Thai family law governs various aspects of family relationships, including property rights and division in case of divorce. Understanding these laws is essential for individuals entering into marriages in Thailand. Here, we will delve into the key provisions and classifications of property under Thai family law.
Property of Husband and Wife
Under the revised Civil and Commercial Code, Book 5 (Family), effective since October 16, 1976, the law ensures equal rights for both spouses in managing marital property. The outdated provision that allowed husbands to unilaterally manage the common property without the wife’s consent has been abolished.
Classification of Property
The property owned by the husband and wife is categorized into two main types: private property (“Sin Suan Tua”) and common property (“Sin Somros”). Here’s an overview of each:
1. Private Property (“Sin Suan Tua”)
Private property encompasses the following:
- Property owned by either spouse before the marriage.
- Personal items such as clothing, accessories, and tools necessary for the individual’s occupation or profession.
- Property acquired through a will or gratuitous gift during the marriage.
- “Khongman” or property given at the engagement ceremony as evidence of the intent to marry.
2. Common Property (“Sin Somros”)
Common property includes:
- All property acquired by either spouse during the course of the marriage.

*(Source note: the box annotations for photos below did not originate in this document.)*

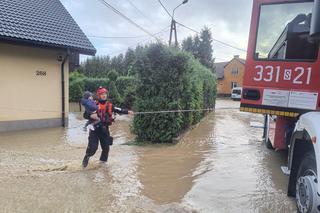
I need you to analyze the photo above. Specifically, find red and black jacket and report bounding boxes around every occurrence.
[97,101,128,126]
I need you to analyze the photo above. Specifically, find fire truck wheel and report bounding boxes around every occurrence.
[296,152,320,213]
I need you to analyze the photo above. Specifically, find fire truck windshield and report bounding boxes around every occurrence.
[255,2,318,60]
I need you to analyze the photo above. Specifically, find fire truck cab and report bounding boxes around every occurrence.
[241,0,320,212]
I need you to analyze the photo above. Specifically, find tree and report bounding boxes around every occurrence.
[123,48,136,75]
[133,44,216,143]
[182,27,214,69]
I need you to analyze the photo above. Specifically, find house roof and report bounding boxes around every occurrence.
[214,62,229,79]
[0,0,96,55]
[214,58,246,79]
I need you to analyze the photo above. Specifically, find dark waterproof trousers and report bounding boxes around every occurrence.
[86,127,111,162]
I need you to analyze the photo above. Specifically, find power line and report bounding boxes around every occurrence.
[176,21,247,52]
[158,0,173,19]
[88,35,149,39]
[127,0,149,20]
[158,0,247,52]
[95,0,159,40]
[104,26,169,55]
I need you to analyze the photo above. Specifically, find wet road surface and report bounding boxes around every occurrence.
[0,100,296,212]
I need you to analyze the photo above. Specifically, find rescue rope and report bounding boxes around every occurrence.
[0,107,239,115]
[133,107,239,115]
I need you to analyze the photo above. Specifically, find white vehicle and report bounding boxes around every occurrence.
[231,87,242,100]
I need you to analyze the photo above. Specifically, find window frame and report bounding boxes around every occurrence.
[252,0,320,62]
[231,66,239,75]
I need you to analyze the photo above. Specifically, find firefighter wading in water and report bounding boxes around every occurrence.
[82,87,133,168]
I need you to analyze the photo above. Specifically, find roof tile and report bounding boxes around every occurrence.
[0,0,96,55]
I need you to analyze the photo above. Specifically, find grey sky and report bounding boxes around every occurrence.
[61,0,252,61]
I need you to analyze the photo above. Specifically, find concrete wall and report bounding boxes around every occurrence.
[0,43,69,132]
[217,58,245,95]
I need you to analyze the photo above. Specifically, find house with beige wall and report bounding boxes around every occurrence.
[0,0,96,132]
[214,55,246,96]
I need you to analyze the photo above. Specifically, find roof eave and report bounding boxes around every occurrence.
[0,35,97,56]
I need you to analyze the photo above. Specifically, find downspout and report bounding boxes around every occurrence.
[61,49,70,127]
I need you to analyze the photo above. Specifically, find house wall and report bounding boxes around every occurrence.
[0,43,69,132]
[217,59,245,95]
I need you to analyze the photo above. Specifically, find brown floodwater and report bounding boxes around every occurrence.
[0,100,296,212]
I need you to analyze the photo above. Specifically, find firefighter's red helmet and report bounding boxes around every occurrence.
[96,87,108,97]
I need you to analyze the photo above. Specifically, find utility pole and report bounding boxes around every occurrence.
[169,0,188,47]
[169,19,178,47]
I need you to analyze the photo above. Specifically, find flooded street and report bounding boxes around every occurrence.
[0,100,296,212]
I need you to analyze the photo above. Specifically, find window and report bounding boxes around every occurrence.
[231,82,238,89]
[255,2,318,60]
[231,67,239,75]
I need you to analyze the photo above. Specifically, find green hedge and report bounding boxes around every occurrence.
[116,76,137,108]
[133,44,216,143]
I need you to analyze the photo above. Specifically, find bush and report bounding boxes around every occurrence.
[108,70,119,81]
[133,44,216,143]
[116,76,137,109]
[108,81,122,106]
[69,79,84,102]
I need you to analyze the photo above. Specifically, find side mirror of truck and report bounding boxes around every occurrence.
[310,0,320,39]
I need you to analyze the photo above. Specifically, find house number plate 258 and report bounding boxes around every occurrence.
[36,70,47,76]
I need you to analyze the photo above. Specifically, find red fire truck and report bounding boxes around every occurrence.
[241,0,320,212]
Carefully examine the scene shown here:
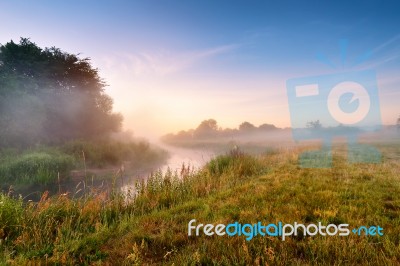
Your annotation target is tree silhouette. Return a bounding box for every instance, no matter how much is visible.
[0,38,122,147]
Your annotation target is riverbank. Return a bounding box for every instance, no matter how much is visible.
[0,144,400,265]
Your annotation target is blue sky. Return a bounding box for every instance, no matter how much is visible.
[0,0,400,136]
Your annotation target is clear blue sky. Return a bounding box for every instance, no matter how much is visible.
[0,0,400,135]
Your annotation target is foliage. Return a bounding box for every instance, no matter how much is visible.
[0,151,74,185]
[161,119,283,143]
[0,38,122,148]
[0,145,400,265]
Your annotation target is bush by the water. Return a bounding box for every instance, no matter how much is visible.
[0,151,74,184]
[62,140,167,167]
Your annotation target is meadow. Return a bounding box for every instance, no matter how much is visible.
[0,142,400,265]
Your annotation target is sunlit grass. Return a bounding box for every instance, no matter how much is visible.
[0,144,400,265]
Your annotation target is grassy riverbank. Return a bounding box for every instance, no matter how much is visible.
[0,144,400,265]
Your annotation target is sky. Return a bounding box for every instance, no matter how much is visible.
[0,0,400,138]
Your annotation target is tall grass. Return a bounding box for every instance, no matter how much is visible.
[0,147,400,265]
[0,151,74,185]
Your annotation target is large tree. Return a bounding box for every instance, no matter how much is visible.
[0,38,122,147]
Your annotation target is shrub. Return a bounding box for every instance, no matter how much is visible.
[0,152,74,184]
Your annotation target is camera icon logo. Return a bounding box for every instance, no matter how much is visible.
[286,70,382,168]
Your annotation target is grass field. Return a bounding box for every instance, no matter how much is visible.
[0,143,400,265]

- Property obtained through a will or written gift during the marriage, explicitly declaring joint ownership by both husband and wife.
- Fruits or income generated from private property.
Determining Property Classification
In cases of uncertainty regarding the classification of property as private or common, Thai law presumes the property to be common unless proven otherwise. This presumption ensures a fair division of assets between spouses.
Equal Division of Marital Property on Divorce
Thai law mandates that marital property, or sin somros, be divided equally in the event of divorce. The division is based on the principle of fairness, considering the contributions and circumstances of each spouse during the marriage.
Importance of Prenuptial Agreements
Given the equal division principle, a prenuptial agreement holds significant importance in protecting the interests of individuals entering into a marriage. It allows couples to define the distribution of assets and financial responsibilities, providing clarity and certainty in case of divorce.
Understanding Thai family law and its provisions regarding property rights and division is crucial for couples entering into marriages in Thailand. Knowing the classifications of private and common property and the equal division principle ensures transparency and helps individuals protect their assets. Seeking legal advice and drafting a comprehensive prenuptial agreement can further safeguard the interests of both spouses.